Is Square-Enix seeing the end of its
most popular franchise?
Commenting on some recent news, it seems like the lackluster reaction to Square-Enix' latest products have hit it hard, especially the utter failure of Final Fantasy XIV. They have been relatively out of the media's eye for the past couple of months after Final Fantasy XIV came out and promotions for Final Fantasy XIII-2 circulating about. As someone who used to pick up every Final Fantasy game on the release date, I am not shocked by the news and Square-Enix should be either. I don't think I will be picking up another Final Fantasy title unless reviews are heralding greatness instead of just fandom, which used to be enough for me.

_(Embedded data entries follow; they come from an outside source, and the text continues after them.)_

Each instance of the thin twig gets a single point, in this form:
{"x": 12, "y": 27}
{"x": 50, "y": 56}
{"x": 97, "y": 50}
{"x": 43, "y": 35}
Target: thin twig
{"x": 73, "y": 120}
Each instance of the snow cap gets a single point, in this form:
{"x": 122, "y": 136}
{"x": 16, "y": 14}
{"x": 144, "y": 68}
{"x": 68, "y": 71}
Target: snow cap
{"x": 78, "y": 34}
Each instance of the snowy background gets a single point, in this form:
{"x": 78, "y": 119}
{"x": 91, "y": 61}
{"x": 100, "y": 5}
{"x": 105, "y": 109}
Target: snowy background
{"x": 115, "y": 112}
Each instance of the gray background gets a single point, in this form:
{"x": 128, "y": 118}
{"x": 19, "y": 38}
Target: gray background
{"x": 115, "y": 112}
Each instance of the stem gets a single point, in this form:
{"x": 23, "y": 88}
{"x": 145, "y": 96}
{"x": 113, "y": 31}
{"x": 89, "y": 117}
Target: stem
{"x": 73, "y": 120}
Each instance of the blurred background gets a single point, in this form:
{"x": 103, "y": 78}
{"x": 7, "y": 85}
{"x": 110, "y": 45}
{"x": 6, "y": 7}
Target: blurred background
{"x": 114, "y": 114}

All in all, I think Square-Enix is riding out the fan-base of the Final Fantasy series, scooping out money on pretty much just the name itself. I believe their last quality product was Final Fantasy X, and that was about 10 years ago, and that's a long time for such a juggernaut of a company; 1991 - 2001 we've had Final Fantasy VI - X, 2002 - 2011, we've had X-2 - XIV. The last 10 years focused on spin-offs and compilation efforts, spreading the title of Final Fantasy to everywhere imaginable, and I personally haven't found much outside of the numbered series worth playing besides Final Fantasy Tactics. This isn't to say, of the single player games, that Final Fantasy X-2 - XIII were awful  but they were alright, which isn't what Square-Enix should be doing. Final Fantasy XI was just instantiating Final Fantasy online without being terribly well thought-out, resulting in an okay game for those who didn't like World of Warcraft, XII clearly took the universe of the popular Final Fantasy Tactics and the feel of an MMO, while XIII was just trying to be as Final Fantasy as a Final Fantasy could be. Everything was funneled into graphics and showiness, nothing innovate or ultimately compelling.

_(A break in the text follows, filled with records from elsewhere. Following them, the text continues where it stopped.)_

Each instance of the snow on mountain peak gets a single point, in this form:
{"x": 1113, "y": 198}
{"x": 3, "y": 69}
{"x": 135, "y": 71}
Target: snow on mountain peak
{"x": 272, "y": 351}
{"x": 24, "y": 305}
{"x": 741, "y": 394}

What is really upsetting is that this is representative of the Japanese-RPG genre as a whole; sticking to fan-base convention and trying to be as stereotypical as possible, pumping out quantity over quality. While doing some research for a paper, I came across a brief research paper that wanted to gauge the emotional quality of video games, and if they could really make a player care about what was going on as they played. The top genre that was reported to cause a player to be emotional were RPGs, more specifically J-RPGs, with Final Fantasy VII being the game what cause the most emotion, and predictably after that, Aeris' death being the most emotional moment in gaming history. This says that at one point, Final Fantasy and J-RPGs in general were doing something right, had a quality that a lot of critics of video games say the medium could never really achieve to have. But the genre didn't change, and I believe in response, Western-RPGs have been learning from J-RPGs and are taking over the RPG market. Now games like Half-Life and Mass Effect are considered compelling games, while Final Fantasy XIII and XIV are the same old games with new graphics to hook in what their name could get them on past merit alone. This doesn't mean they need to turn the series into an FPS hybrid, but they have to find some other way to entertain the masses. Kingdom Hearts did very well and could provide some inspiration, but that franchise is also a money-milking machine. Square-Enix always entertained experimental titles like the SaGa series, but it was obvious that not a lot of attention was put into them, and were easily ignored despite interesting game mechanics. The same formula is just not relevant anymore, and I'm sad to think that Final Fantasy will soon be a relic of the past.

My advice to Square-Enix? It's time to start earning fans again instead of expecting them to sit around awaiting anything with "Final Fantasy" in the title. Use past predictability to surprise players into something completely fresh, both in mechanics and story. Don't lose the soul and culture that is Final Fantasy, but don't treat it as a static, unchanging object. I personally hope the series gets back on its feet and starts to produce awesome games, but I remain a skeptic to this old friend of a company.